You know what, I think their first instinct is to complain. “Why don’t they do it like this? It would be so much better if they did it like that!” What my speech was about was taking a step back and figuring out what’s important to the other culture. If you are moving to a new place voluntarily—which most people other than refugees are—moving for work, or school, or for love, you need to choose a place where you can be in line with the local culture’s values. There are some places in the world that are not in line with my values. I wouldn’t be comfortable there, so it would be a poor choice on my part to move to those places. The point to my speech is: choose a place where you can fit in, where you can adapt enough to the local values to be able to contribute to the local society and not just complain all the time.
Since TEDxOdense last year, what have you been up to?
I’ve given about 50 speeches all over Denmark over the past year. I love to travel, even to the small towns of Denmark, I think it’s really fun. I met a lot of people, which I really like because it all feeds back into my work. If last week I met a guy and he told me a good story, then it goes into the next speech. I’ve also been to Portugal, Sweden, I’ve talked about going to Korea with my speeches, Germany. I’d like to get into the US speaker market: I haven’t done that yet. In the US there’s a lot of talk about “hygge” and that sort of thing, so I think there is a market there. A lot of Americans have skewed views of Denmark—they either think Denmark is a socialist utopia or a socialist hellhole. So I would like to do it, but it’s a big project.
So what’s up next for you?
I’ll be publishing a book oft tips for Danes working with Americans and tips for Americans working with Danes. That will hopefully be out this summer. I am writing a column for BT about voting in my first national election in Denmark—I have no idea who I am going to vote for. And I’m still available for speeches! I’ll be at a street festival in Vejle Friday afternoon June 7th. I’ll be doing a “How to Live in Denmark” gameshow there, it’ll be really fun. We do game show games based on Danish culture. For example, we do a version of Jeopardy and the categories are riffs on life in contemporary Denmark, like “Fun with SKAT”. It’s popular with Danes too: Danes are so good at having a sense of humor about themselves. I would not have a career if they didn’t.
It takes a bit of humorous distance to be able to laugh at yourself and your home country and culture, or what do you think?
Yeah, and I do it from a place of love as well. I have my Danish citizenship now, so I can say “we” instead of “I”. And I think the Danes can sense that it comes from a place of love.
Do you have any great advice for the speakers this year?
Well, it’s a speech of a lifetime because you’re only going to do it once and it’s recorded, then it’s visible all over the world.
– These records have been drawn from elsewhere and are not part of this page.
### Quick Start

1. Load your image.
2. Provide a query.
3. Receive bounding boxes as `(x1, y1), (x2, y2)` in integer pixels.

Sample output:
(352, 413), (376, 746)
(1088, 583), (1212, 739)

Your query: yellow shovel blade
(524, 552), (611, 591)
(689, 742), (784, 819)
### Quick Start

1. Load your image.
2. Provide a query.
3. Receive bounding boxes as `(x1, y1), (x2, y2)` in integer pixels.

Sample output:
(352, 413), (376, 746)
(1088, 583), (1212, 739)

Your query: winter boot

For the rest of your career people will be referring back to it, so you have to prepare well and carefully choose the way you present yourself. Double-check your outfit—take photos and make sure you like what you’re wearing! Personally, I picked the wrong shoes. When other people see the video of the speech, they can evaluate the points I’m making, agree or disagree. But all I see are the shoes.
Is there anything you’d like to add or mention?
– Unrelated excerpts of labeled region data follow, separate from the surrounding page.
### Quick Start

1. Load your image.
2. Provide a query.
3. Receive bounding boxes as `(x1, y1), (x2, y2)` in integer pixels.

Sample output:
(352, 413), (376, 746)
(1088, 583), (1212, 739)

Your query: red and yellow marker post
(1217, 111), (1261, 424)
TEDx Odense was a great experience! The audience was so receptive and supportive. People stopped me in the street in Odense to say they had seen my speech. Even on the day of the event, audience members approached me afterwards to say it had been helpful to them. That’s my goal, to be of service to people. So part of it was the audience, and the other part was meeting the speakers, people I would not have had a chance to meet otherwise, and I learned a lot from them.